Be *F* and *F*^{′} the resulting frequencies in two different experiments, the question is how to measure the possible differences between them. In other words, our objective is to determine whether two samples were selected from populations with the same distribution or not. Observe that we cannot compare these two samples performing a standard *chi-square* test because the values *F*_{i} are not independent in general. As we have mentioned before, there are often structural dependencies between reactions and metabolites that can force two related frequencies to be the same. Thus, we have chosen another statistical test, the Wilcoxon signed rank test [26].

To analyse the differences between *F* and *F*^{′} we can use the well-known statistic (denoted by \(\overline {\chi }^{2}\)) that comes from the *chi-square* test (Eq. 5).

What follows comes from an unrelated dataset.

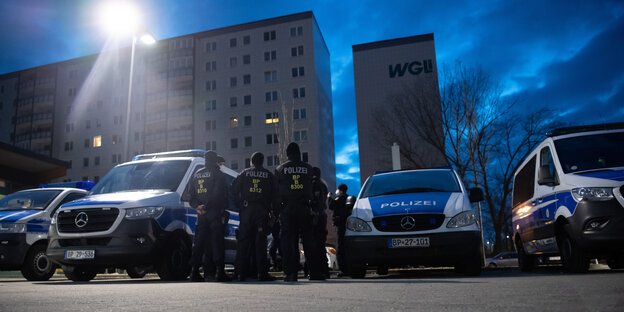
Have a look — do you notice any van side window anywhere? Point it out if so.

$$ \overline{\chi}^{2} = \quad \sum\limits_{i=1}^{n} \frac{{\left({F'}_{i} - F_{i}\right)}^{2}}{F_{i}} $$

(5)

As in the usual *χ*^{2} test, \(\overline {\chi }^{2}\) provides a good measure of the differences between the values of *F* and *F*^{′} even if we cannot assure that it corresponds to the *chi-square* distribution. That is, greater values of our statistic means a greater difference between the corresponding experiments but we cannot use it to assign a probability to assure that this difference is statistically significant.

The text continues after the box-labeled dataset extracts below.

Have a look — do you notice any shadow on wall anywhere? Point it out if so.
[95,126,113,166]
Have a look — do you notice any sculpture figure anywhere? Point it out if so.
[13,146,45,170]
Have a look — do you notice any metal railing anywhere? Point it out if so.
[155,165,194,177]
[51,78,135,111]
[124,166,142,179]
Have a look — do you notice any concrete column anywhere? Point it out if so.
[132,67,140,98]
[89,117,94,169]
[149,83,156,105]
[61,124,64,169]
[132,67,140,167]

This test measures the differences between frequencies taking into account all the possible factors that could be causing them: the seed generator, the LP solver, the coupling relationships, the size of the GSMN, the number of iterations for the experiment and the penalization. Fixing all the factors except the penalization and choosing a seed generator as neutral as possible, we can study the impact of the penalization in the difference between our non-weighted experiment and the weighted ones. It is expected that higher values of *p* should provide higher values of the statistic which would mean that he behaviour of our extraction method changes.